RESPONSE OF MODULATED DOUBLET MODES TO TRAVELLING WAVE EXCITATION

The forced vibration of a rotationally periodic structure when subjected to travelling wave excitation is discussed, with emphasis placed on the steady-state response of doublet modes having either repeated or split frequencies. Such vibration modes have spatially modulated shapes defined by (1) the number of nodal diameters present in the limiting case of axisymmetry, and (2) certain additional Fourier harmonics which contaminate and distort their appearances. The natural frequency and mode structure of a model periodic structure is discussed in the context of an otherwise axisymmetric disk having evenly spaced, sector-shaped, line distributions of stiffness and inertia. Through perturbation analysis, the contamination wavenumbers present in a doublet having repeated frequency are shown to comprise two subsets, the members of which have sine and cosine coefficients of the same, or of differing, signs for each wavenumber in the mode shapeʹs Fourier expansion.
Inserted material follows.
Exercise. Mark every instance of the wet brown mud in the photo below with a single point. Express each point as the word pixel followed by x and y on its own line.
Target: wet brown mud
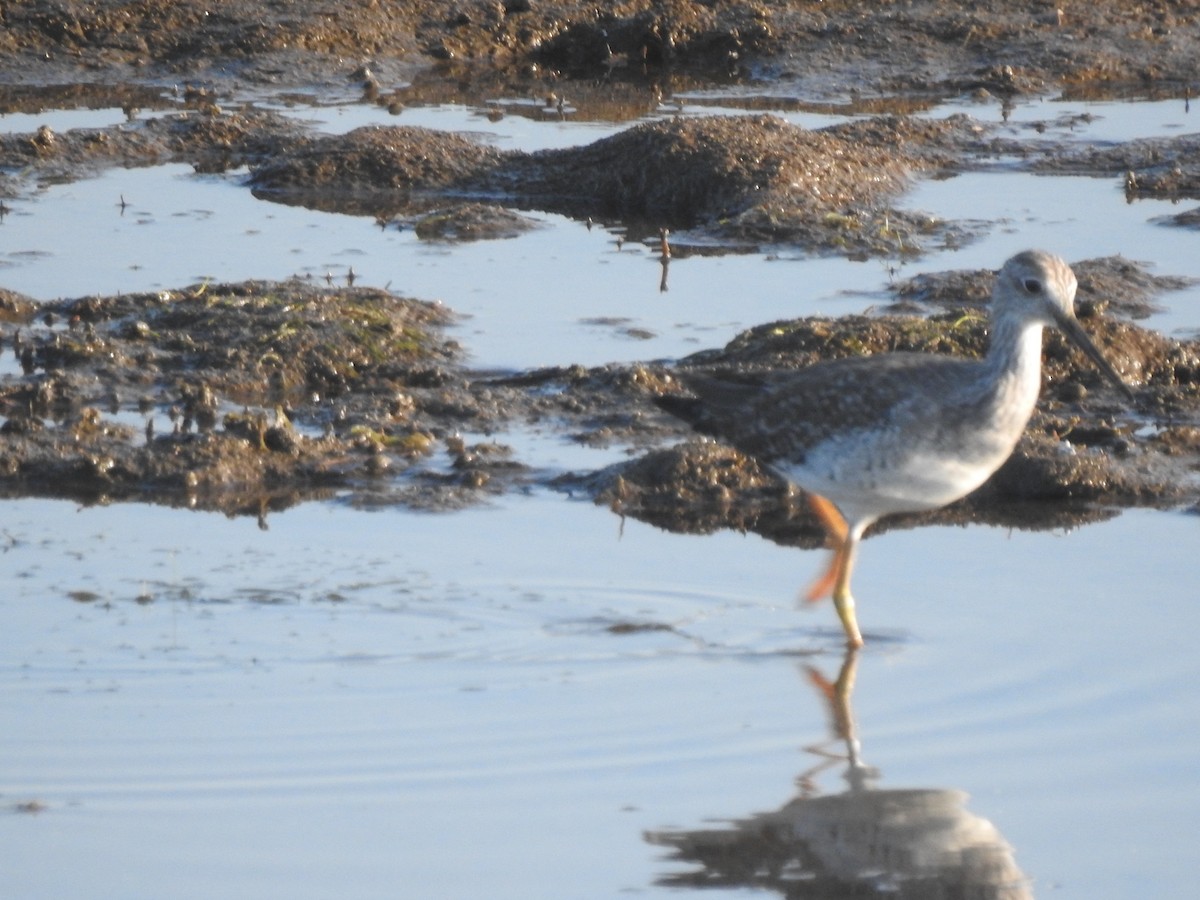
pixel 253 396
The structure of the wavenumber content is explored further with respect to the response of repeated and split doublets to a harmonic travelling wave excitation. The individual Fourier components comprising a modulated doublet can respond and propagate in the same direction as the excitation, or opposite to it, depending on the wavenumber of the excitation and the subset to which the contamination wavenumber belongs. The response of the split frequency doublets and the circumstances under which travelling or standing wave responses, or a blend of the two, can occur in the structureʹs reference frame are also examined in the context of the model periodic structure. The qualitative character of the response, the forward or backward propagation direction of each modeʹs constituent wavenumber components, and the phase speeds of those components are discussed in illustrative case studies.